I think you're misunderstanding the notion of responsibility that consequentialist reasoning theories such as Utilitarianism argue for. The nuance here is that responsibility does not entail that you must control everything. That is fundamentally unrealistic and goes against the practical nature of consequentialism. Rather, the notion of responsibility would be better expressed as:

  • An agent is personally responsible for everything that is reasonably within their power to control.

This coincides with the notion of there being a locus of control, which is to say that there are some thing we can directly affect in the universe, and other things (most things) that are beyond our capacity to influence, and therefore beyond our personal responsibility.

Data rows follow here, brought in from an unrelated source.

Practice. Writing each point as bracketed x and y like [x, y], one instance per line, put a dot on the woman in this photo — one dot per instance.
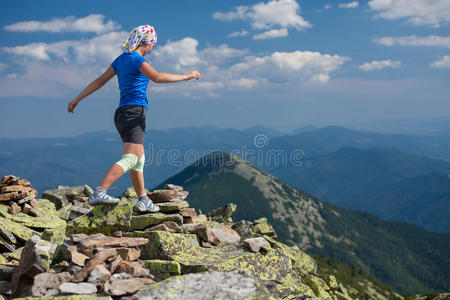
[133, 73]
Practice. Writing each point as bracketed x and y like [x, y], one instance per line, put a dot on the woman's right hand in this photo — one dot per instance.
[71, 105]
[193, 74]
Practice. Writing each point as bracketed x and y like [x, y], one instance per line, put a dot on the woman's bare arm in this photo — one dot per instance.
[92, 87]
[157, 77]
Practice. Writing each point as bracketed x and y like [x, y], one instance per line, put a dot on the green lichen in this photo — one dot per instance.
[163, 244]
[20, 231]
[103, 218]
[46, 218]
[140, 222]
[162, 269]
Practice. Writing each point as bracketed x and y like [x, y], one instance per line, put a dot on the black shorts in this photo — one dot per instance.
[130, 123]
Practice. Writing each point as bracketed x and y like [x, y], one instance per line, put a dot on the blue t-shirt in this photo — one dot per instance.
[132, 83]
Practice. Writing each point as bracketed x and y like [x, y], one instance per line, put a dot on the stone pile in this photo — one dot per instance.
[22, 216]
[111, 252]
[19, 195]
[71, 202]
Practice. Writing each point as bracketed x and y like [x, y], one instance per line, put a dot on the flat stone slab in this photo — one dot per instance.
[172, 206]
[205, 286]
[139, 222]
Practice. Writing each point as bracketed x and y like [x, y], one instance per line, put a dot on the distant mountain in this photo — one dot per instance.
[400, 254]
[389, 183]
[331, 138]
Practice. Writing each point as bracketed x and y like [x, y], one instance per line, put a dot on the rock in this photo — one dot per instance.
[129, 254]
[74, 269]
[78, 237]
[71, 253]
[205, 285]
[82, 288]
[114, 264]
[109, 241]
[120, 287]
[81, 198]
[7, 234]
[14, 208]
[187, 212]
[76, 211]
[46, 284]
[206, 244]
[224, 234]
[195, 219]
[118, 234]
[63, 195]
[159, 196]
[34, 260]
[132, 269]
[99, 275]
[162, 269]
[170, 186]
[162, 244]
[47, 216]
[7, 271]
[104, 218]
[318, 285]
[261, 227]
[243, 228]
[182, 194]
[172, 206]
[97, 259]
[255, 244]
[223, 214]
[143, 221]
[169, 226]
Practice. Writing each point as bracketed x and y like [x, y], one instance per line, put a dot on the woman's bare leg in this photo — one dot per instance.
[116, 171]
[137, 178]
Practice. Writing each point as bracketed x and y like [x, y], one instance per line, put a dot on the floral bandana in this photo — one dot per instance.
[142, 33]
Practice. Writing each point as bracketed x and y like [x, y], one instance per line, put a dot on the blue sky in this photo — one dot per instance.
[281, 63]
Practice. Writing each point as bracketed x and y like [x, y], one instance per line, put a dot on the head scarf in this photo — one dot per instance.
[143, 33]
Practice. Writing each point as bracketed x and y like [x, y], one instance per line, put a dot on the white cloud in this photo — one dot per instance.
[444, 62]
[412, 40]
[266, 16]
[352, 4]
[92, 23]
[270, 34]
[290, 67]
[378, 65]
[433, 13]
[238, 33]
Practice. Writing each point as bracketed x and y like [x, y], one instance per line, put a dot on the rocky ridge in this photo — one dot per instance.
[178, 253]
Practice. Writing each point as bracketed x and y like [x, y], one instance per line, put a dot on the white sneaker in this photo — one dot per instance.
[147, 206]
[102, 198]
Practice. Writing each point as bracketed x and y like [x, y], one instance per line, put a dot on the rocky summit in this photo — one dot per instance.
[70, 250]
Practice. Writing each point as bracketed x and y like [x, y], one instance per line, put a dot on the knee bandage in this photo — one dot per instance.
[139, 167]
[128, 161]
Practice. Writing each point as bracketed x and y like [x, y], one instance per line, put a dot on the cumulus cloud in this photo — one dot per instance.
[352, 4]
[433, 13]
[92, 23]
[265, 16]
[238, 33]
[412, 40]
[444, 62]
[270, 34]
[290, 67]
[378, 65]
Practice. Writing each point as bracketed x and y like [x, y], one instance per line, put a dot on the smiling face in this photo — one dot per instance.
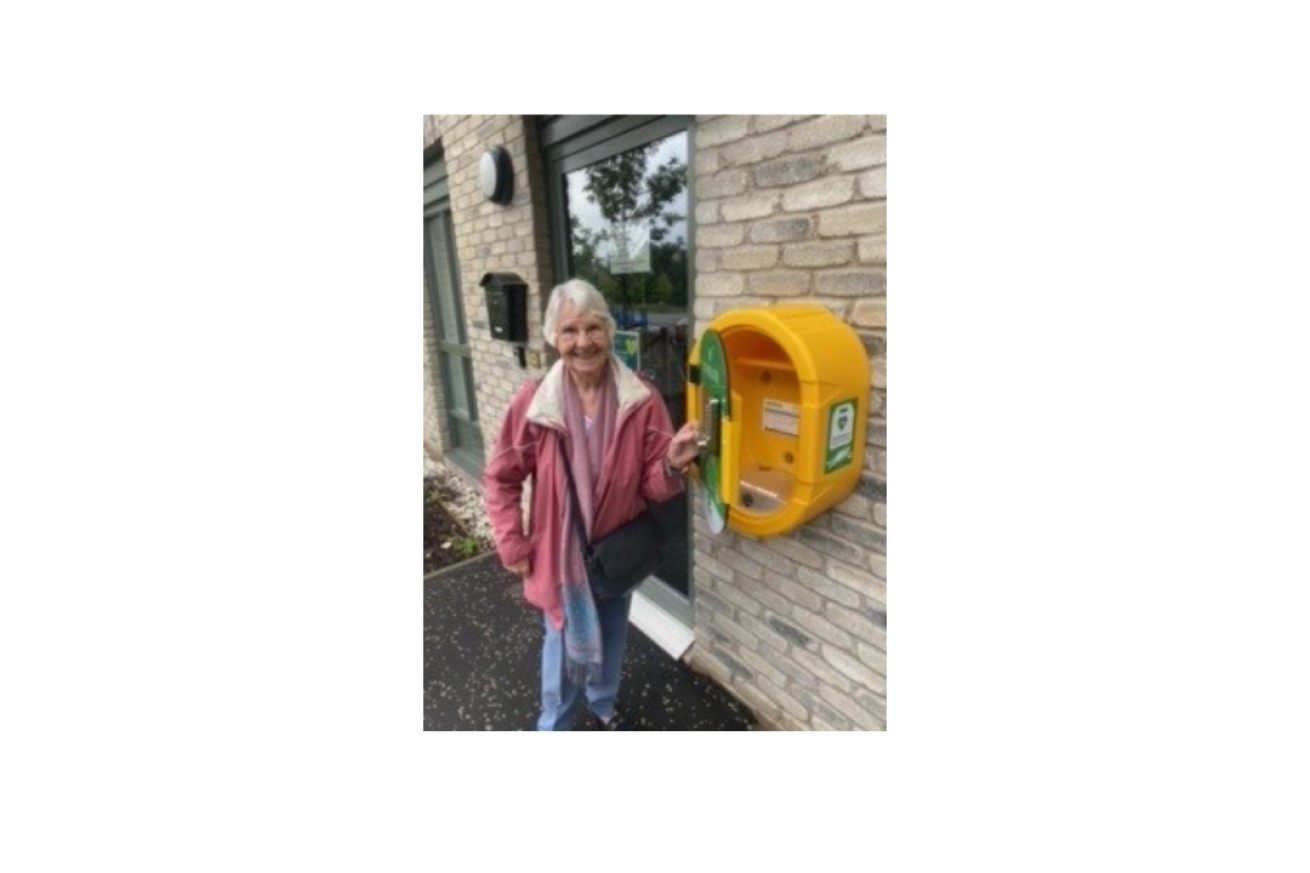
[582, 342]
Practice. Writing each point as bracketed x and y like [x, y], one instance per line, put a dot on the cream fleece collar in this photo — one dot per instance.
[548, 404]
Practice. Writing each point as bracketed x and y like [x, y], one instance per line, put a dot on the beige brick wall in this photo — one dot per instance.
[794, 207]
[493, 239]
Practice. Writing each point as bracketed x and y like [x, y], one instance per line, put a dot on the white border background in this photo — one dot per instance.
[211, 618]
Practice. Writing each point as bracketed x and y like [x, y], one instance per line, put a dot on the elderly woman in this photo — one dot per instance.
[612, 429]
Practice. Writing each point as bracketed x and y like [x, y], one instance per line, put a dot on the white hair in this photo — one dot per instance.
[586, 299]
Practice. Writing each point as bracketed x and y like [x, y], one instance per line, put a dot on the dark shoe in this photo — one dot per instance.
[613, 724]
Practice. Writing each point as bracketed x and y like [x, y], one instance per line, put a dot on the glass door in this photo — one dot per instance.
[453, 354]
[621, 197]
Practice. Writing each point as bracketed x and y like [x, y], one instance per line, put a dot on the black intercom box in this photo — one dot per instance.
[507, 306]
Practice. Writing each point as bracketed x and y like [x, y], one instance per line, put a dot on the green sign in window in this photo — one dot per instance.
[840, 446]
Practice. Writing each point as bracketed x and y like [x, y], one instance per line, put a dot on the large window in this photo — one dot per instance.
[621, 209]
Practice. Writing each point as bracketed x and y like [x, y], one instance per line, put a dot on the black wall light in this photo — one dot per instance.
[497, 174]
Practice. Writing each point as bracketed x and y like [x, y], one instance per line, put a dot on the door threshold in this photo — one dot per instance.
[662, 627]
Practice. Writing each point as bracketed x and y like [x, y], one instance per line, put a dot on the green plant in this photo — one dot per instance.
[467, 547]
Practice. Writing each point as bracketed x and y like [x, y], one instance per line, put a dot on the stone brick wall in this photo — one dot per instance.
[493, 239]
[794, 207]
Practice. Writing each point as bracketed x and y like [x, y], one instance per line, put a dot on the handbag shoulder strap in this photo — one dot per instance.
[573, 506]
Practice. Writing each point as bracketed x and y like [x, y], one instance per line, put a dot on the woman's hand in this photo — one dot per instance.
[683, 450]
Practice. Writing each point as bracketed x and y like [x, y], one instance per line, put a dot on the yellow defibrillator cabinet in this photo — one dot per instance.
[781, 396]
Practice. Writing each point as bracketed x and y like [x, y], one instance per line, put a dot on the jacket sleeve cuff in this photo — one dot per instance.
[514, 549]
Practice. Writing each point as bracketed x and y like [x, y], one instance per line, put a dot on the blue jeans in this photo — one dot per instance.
[558, 694]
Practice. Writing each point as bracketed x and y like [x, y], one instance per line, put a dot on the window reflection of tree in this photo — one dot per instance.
[629, 194]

Secondly, I take issue with the idea that this notion of responsibility is somehow inherently adversarial. On the contrary, I think it encourages agents to cooperate and form alliances for the purposes of achieving common goals such as the greatest good. This naturally tends to be associated with granting other agents as much autonomy as possible because this usually enables them to maximize their happiness, because a rational Utilitarian will understand that individuals tend to understand their own preferences and what makes them happy, better than anyone else. This is arguably why John Stuart Mill and many modern day Utilitarians are also principled liberals.

Only someone suffering from delusions of grandeur would be so paternalistic as to assume they know better than the people themselves what is good for them and try to take away their control and resources in the way that you describe. I personally tend towards something I call Non-Interference Code, as a heuristic for practical ethical decision making.